Toby Wollin 17 years ago
Being deaf as a post, I have to “actively listen” to everyone because we are not very clear speakers here in the US. We tend to mumble and slur a lot, which makes comprehension a little difficult. I could not pick up everything Ms Versace said because her accent is pretty pronounced and my connection is not fast enough — the facial stuff that I depend on a lot was “muddied out” a bit.
But having said THAT, I have to say that what Donatella Versace had to say about luxury and paring down and using the absolutely highest quality fabric and design to communicate luxury was very telling, I think. There she sat, in her blue turtleneck sweater and her blond hair (bottle or not), telling her story. The interviewer was all over the place with her hair, and her jacket (either printed or embroidered or whatever), which looked sort of shapeless to me, and the visual message was very clear in my mind: Donatella also “looked” very luxurious and the interviewer did not. And it did not have anything to do with her size – it was the design of her clothing and the “busy-ness” of it and her hair, which turned me off tremendously. It put the interviewer at a distinct disadvantage in terms of how she appeared compared to Donatella Versace and if I were in her position and doing interviews, I would never ever want that. I would want to look as if I were at the same level as the person I am interviewing – and that means having clothing that fits where it needs to fit (in the shoulders, the bust and the hips) and having hair that acts as a compliment. A good tailor would be in order here, I think.
deja pseu 17 years ago
Fascinating! Each of these women is almost a brand unto themselves, n’est-ce pas?
Noga 17 years ago
I have a question for dear Manolo. Why is he so tough on “the giant plastic coconuts” but Donatella, whose face seems as plasticated as a China doll’s minus the cuteness, is deemed “magnificent and odd and wonderful”?
Manolo the Shoeblogger 17 years ago
The Manolo has had plenty to say about Donatella’s obsession with plastic surgery.
For the example…
http://shoeblogs.com/2005/09/20/donatella-not-donatella/
Or…
http://shoeblogs.com/2005/01/07/the-compare-and-the-contrast/
Also it was the entire interview that the Manolo had deemed “magnificent and odd and wonderful,” for indeed, there is the sort of comic strangeness in the setting and the participants.
And yet, even as one may be entranced by this, one must also acknowledge that Donatella, for all of her many and well-documented faults, is the very sharp business person, one who has interesting things to say.
overpriced designer man bag 17 years ago
Donatella is beyond reproach because she’s Donatella – she’s allowed to be plastic and odd and wonderful.
Noga 17 years ago
Dear Manolo: I can see now that I was precipitous in my impression and I apologize.
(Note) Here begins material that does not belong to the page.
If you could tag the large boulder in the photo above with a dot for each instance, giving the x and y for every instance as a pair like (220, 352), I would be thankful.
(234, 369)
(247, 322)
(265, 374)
Still I do not understand why a woman who practically dwells in the land of beauty and grace, where elegance reigns supreme, would do this to herself. She speaks of her preference for blond because it symbolizes, for her, freshness and innocence. Yet here she is, looking so totally articifical, old and pracrtically over-burnt, the very opposite of her beauty ideal. Beautiful women, when they grow older, they grieve for their beauty for a while but then they make peace with the demands that age makes. These are the women who continue to be beautiful (Shirley Maclaine comes to mind). They manage to stare down age by keeping a version of older age freshness and innocence. But Donatella, she gave up on her two ideals when she tried to impose them on herself.
barlow 17 years ago
ayyy manolo, you have used the #13 forbidden word for fashion bloggers!
i expected more from a purveyor of paradise lost.